Duplitecture – Chinese Architectural Copies
In 2013, construction at a blisteringly fast pace will continue in China much as it has done for the last decade. Outstripping the rest of the world in demand for raw materials and scale of works undertaken, the mind boggles at the sheer speed at which the world’s most populous nation is urbanising. It’s predicted that by 2025, China will construct cities, or add to existing urban areas to house a further 400 million people, more than the population of the US. With such incredible rates of construction, it would seem inevitable that the odd case of copied buildings would emerge. In modern China however, it seems that the concept of copying famous architecture is not just something that occurs now and again, but rather a task undertaken on a truly impressive scale.
At the end of January, Bianca Bosker’s ‘Original Copies: Architectural Mimicry in Contemporary China’ will be realised, giving us a greater insight into this ever more present vein within Chinese architecture. Is it flattery? Perhaps criminal? One thing is for sure; China’s hunger for more urban areas seems likely to ensure no end in sight to this architectural plagiarism.
Here is a brief rundown of some of the more brassen examples of duplitecture in China.
Paris / Tianducheng
Paris without the Parisians? Possible in this nearly finished city for 200,000 just outside Shanghai. The town boasts landscaped gardens, Parisian style boulevards and cafe’s, along with replicas of the French capitals most famous sites; The Arc De Triomphe, The Palace of Versaille and of course the Eiffel Tower. At 108m tall, it would be dwarfed by the original, perhaps an appreciative nod to the supreme quality of the original?
Great photos of Tianducheng
Hallstatt Austria / Hallstatt China
A Unesco World Heritage listing brings with it so many benefits; increased tourism, a nice shiny plaque, bragging rights. Sadly, it doesn’t seem to stop others from wanting their own slice of Unesco Austrian village Pie, minus the Unesco. The picturesque Austrian village of Hallstatt, with its 943 residents was so adored by one Chinese development company, that they decided to survey the entire village, in secret, and build an EXACT copy, in the Guangdong province. This whole process has some up in arms, with Hans-Jörg Kaiser from Icomos Austria, the national board for monument preservation under UNESCO saying “The legal situation still needs to be examined,” he said.
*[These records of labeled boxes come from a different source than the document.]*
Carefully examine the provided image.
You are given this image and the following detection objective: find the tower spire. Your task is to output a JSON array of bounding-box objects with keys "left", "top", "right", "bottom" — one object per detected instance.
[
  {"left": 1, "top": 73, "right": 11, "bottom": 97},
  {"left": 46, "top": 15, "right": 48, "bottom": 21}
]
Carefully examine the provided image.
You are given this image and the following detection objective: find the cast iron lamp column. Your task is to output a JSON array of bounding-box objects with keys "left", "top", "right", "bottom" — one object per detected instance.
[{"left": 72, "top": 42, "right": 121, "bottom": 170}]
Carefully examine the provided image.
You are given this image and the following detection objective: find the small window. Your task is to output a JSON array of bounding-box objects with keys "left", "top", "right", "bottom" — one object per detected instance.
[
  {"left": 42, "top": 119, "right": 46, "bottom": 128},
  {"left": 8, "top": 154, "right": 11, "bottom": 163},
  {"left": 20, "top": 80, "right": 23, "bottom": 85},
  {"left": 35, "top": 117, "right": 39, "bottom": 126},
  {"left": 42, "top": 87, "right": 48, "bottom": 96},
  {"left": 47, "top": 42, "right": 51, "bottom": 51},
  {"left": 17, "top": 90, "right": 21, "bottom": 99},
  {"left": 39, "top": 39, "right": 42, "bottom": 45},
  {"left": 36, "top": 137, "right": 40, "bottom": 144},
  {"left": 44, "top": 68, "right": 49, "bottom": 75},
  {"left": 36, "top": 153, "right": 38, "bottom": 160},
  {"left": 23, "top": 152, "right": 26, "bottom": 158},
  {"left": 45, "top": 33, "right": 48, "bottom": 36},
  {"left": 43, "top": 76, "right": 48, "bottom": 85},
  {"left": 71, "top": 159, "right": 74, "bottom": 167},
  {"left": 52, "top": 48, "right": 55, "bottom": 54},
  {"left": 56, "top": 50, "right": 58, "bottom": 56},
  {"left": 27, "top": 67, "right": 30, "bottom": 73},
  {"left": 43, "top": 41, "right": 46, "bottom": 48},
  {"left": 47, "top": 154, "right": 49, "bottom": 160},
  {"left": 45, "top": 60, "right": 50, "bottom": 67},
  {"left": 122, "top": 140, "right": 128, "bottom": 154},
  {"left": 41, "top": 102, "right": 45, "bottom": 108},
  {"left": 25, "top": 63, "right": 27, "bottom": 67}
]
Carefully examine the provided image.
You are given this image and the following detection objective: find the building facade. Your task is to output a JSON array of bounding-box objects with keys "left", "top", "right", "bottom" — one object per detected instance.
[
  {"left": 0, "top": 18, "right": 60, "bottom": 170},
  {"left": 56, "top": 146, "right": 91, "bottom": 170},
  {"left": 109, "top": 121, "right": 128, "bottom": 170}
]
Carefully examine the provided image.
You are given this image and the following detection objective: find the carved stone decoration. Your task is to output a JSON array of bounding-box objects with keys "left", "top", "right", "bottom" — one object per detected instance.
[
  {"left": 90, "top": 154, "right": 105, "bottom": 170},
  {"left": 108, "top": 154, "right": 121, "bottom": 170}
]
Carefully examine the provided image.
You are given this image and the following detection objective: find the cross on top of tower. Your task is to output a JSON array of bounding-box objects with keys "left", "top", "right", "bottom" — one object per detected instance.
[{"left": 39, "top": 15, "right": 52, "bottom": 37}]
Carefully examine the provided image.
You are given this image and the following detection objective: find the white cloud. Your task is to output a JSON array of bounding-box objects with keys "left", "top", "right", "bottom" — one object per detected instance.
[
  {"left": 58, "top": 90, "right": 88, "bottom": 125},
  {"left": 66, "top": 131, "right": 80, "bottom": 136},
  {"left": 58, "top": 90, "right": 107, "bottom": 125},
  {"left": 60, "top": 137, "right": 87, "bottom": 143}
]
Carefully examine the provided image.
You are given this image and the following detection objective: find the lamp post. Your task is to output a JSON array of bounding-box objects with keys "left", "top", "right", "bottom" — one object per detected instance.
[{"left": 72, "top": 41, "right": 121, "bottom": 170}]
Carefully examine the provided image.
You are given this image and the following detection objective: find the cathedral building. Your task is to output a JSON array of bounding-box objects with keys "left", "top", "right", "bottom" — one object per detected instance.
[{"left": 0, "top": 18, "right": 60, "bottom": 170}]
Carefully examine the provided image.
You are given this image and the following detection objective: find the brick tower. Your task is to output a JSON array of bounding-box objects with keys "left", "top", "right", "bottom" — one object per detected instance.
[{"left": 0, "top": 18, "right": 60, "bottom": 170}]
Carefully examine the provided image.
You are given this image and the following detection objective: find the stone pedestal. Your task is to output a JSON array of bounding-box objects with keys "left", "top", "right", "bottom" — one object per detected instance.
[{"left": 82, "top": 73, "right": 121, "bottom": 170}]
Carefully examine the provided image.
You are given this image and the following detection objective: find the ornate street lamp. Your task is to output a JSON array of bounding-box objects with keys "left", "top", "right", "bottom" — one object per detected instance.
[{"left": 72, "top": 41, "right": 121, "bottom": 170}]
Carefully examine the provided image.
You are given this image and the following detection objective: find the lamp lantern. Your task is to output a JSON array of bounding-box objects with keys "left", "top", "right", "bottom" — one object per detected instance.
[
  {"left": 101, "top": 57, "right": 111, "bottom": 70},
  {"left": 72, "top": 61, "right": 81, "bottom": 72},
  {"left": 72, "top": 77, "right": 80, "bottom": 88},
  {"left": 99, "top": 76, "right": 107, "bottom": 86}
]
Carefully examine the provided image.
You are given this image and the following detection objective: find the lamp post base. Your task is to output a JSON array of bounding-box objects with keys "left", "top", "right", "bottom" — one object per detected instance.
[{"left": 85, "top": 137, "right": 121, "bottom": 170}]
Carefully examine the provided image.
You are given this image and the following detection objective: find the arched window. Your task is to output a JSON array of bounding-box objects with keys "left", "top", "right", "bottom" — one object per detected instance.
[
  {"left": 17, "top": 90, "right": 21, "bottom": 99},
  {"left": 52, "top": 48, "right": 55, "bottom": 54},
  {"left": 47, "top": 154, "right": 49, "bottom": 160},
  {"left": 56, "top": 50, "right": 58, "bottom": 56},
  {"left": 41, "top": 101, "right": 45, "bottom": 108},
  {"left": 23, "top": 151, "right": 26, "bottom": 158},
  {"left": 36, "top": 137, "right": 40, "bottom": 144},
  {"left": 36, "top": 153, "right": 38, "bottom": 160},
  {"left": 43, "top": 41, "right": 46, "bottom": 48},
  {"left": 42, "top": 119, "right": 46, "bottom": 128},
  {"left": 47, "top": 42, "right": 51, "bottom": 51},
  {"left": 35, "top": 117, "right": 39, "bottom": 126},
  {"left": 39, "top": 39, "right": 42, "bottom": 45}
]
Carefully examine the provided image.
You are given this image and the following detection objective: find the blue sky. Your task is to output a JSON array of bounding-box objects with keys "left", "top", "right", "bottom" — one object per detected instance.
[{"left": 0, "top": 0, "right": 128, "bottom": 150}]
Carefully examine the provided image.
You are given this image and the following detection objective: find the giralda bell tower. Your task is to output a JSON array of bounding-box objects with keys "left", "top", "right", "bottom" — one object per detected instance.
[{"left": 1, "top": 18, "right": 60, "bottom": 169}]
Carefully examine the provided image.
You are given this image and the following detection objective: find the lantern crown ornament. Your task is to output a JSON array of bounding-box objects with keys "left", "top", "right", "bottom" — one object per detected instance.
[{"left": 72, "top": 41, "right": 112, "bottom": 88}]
Building new structures based on photographs is legal, he explained, but owners must give their permission for them to be measured”. It’s not all bad though, tourism from China has nearly doubled!
Traditional English Village / Thames Town
For a change, this developer decided not to create a replica of a traditional English town, but rather capture the architecturally pervasive style of the English market town. Drawing on the idea of the high street, the village green, war memorial and village church amongst others, Thames Town is a new town 30km outside Shanghai, designed to be China’s very own English village. This development was part of the larger, One City, Nine Towns initiative. The “one city” of this policy was Songjiang New City, with Thames town being one of the nine satellite towns surrounding it. The “nine towns” of the policy were each sited in one of the other suburban districts of Shanghai, and each was also given their own theme. Other Western themes which were used included Scandinavian, Italian, Spanish, Canadian, Dutch and German.
Manhattan / Yujiapu
Surely not? Well, apparently so. Not content with creating a small Austrian village, or a mini Paris, developer Vincent Lee is quite literally creating a copy of Manhattan, and assuming financing doesn’t become a massive issue, he may well succeed. The project is equal parts ambition and blatant copying, yet as the photos below show, work is progressing. Soon, the travel agent may need you to confirm exactly which country you mean when you say you wish to visit Manhattan!